The intraseasonal process of poleward moisture flux and sea-ice melting in Arctic winter.

Wednesday, 17 December 2014
Hyo Seok Park, KIGAM Korea Institute of Geoscience and Mineral Resources, Daejeon, South Korea, Sukyoung Lee, Pennsylvania State University Main Campus, University Park, PA, United States, Seok Woo Son, Seoul National University, Seoul, South Korea and Steven B Feldstein, Penn St Univ, University Park, PA, United States
Northern winter is the season when planetary-scale waves and blockings are most energetic.

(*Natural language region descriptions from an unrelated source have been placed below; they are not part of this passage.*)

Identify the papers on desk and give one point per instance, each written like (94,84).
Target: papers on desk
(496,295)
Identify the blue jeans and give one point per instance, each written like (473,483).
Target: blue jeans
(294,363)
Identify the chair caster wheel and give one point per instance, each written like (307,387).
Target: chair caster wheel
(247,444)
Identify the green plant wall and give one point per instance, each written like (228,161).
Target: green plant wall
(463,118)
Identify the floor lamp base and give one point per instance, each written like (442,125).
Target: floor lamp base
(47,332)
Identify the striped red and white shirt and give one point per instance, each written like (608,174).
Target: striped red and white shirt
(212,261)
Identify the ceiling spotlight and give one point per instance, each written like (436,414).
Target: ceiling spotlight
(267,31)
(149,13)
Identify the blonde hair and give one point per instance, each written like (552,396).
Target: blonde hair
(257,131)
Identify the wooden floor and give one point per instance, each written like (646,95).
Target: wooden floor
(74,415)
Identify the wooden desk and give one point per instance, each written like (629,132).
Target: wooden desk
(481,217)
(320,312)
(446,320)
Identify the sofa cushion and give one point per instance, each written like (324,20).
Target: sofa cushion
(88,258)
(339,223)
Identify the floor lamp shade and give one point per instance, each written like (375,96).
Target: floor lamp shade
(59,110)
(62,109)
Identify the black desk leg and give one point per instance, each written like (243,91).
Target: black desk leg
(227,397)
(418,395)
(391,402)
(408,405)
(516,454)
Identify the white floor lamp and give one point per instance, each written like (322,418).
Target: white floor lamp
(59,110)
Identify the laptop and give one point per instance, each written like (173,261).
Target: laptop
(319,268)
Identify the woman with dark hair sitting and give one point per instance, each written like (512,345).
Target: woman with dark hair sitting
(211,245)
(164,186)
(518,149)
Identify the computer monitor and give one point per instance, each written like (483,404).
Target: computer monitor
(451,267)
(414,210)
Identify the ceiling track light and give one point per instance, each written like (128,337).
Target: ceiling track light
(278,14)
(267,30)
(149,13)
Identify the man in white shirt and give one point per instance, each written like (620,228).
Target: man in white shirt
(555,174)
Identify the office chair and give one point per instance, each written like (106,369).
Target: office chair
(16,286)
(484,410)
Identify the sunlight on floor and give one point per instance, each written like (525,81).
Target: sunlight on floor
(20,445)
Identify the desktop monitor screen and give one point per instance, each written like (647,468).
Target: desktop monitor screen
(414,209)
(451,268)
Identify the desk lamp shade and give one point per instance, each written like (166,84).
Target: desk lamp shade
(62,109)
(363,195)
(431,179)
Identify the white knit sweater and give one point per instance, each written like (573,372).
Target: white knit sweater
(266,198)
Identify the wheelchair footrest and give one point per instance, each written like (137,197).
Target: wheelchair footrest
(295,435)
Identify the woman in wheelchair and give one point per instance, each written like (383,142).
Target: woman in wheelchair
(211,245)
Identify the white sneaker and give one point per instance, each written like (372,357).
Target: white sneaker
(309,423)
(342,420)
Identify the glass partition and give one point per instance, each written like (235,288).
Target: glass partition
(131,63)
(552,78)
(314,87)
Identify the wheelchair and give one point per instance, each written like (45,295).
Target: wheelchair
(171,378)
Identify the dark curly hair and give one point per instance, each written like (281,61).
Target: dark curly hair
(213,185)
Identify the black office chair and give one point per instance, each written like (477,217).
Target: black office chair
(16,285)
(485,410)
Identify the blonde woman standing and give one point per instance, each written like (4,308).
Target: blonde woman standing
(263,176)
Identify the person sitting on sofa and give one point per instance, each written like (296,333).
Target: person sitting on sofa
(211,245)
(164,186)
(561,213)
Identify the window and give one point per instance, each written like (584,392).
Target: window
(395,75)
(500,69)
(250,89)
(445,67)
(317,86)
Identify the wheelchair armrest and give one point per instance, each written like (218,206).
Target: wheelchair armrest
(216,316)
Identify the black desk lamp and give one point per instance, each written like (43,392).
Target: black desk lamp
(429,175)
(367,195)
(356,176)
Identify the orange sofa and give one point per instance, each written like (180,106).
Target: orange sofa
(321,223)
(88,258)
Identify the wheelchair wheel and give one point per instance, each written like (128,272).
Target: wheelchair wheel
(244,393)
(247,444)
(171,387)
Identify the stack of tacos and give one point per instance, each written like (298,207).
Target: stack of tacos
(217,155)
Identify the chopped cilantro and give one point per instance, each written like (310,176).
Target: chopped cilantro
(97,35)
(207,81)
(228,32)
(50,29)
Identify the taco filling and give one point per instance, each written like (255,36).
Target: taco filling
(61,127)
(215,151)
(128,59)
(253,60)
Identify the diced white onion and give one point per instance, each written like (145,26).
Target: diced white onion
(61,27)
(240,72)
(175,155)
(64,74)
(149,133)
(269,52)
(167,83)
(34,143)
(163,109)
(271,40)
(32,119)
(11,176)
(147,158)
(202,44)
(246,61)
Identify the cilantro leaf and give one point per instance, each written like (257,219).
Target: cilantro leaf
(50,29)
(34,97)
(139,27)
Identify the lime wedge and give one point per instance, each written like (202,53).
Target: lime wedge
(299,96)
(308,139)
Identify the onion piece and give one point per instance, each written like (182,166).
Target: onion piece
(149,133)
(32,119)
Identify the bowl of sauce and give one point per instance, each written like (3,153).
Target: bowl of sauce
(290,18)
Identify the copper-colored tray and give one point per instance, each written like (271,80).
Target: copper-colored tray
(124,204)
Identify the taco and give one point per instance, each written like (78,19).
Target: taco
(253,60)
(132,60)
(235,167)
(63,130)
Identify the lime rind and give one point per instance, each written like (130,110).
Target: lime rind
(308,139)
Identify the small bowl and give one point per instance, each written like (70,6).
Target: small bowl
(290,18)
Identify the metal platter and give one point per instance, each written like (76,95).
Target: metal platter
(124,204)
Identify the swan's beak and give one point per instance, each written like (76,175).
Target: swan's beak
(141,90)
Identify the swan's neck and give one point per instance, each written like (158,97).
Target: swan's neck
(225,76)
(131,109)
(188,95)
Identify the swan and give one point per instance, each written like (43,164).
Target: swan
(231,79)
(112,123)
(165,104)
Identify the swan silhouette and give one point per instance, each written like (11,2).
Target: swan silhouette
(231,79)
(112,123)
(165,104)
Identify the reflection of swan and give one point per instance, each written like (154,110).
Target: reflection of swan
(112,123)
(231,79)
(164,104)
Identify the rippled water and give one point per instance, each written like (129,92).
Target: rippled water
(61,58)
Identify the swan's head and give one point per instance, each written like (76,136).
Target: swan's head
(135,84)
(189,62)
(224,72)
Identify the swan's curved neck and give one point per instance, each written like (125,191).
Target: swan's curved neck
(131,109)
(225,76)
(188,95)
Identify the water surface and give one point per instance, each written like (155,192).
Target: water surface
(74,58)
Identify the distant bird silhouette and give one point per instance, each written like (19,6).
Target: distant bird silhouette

Here, by utilizing global reanalysis and satellite datasets, we show that northward moisture flux into the Arctic during the winter, followed by an enhancement in downward IR, can warm the surface by 20-40 Wm-2, hence cause reduction of sea-ice volume. It is proposed that the recurrence of strong downward IR events within a single winter season is able to reduce the sea-ice volume over wide area of Arctic Ocean. While downward IR is less effective than surface winds in changing sea-ice cover on intraseasonal time scales, the cumulative effect throughout the season can be larger. Further analysis indicates that the downward IR events are preceded several days by enhanced convection over the tropical Indian-western Pacific Ocean. This finding verifies that tropical SST pattern and the associated Rossby wave propagation can have a critical impact on the Arctic sea-ice conditions.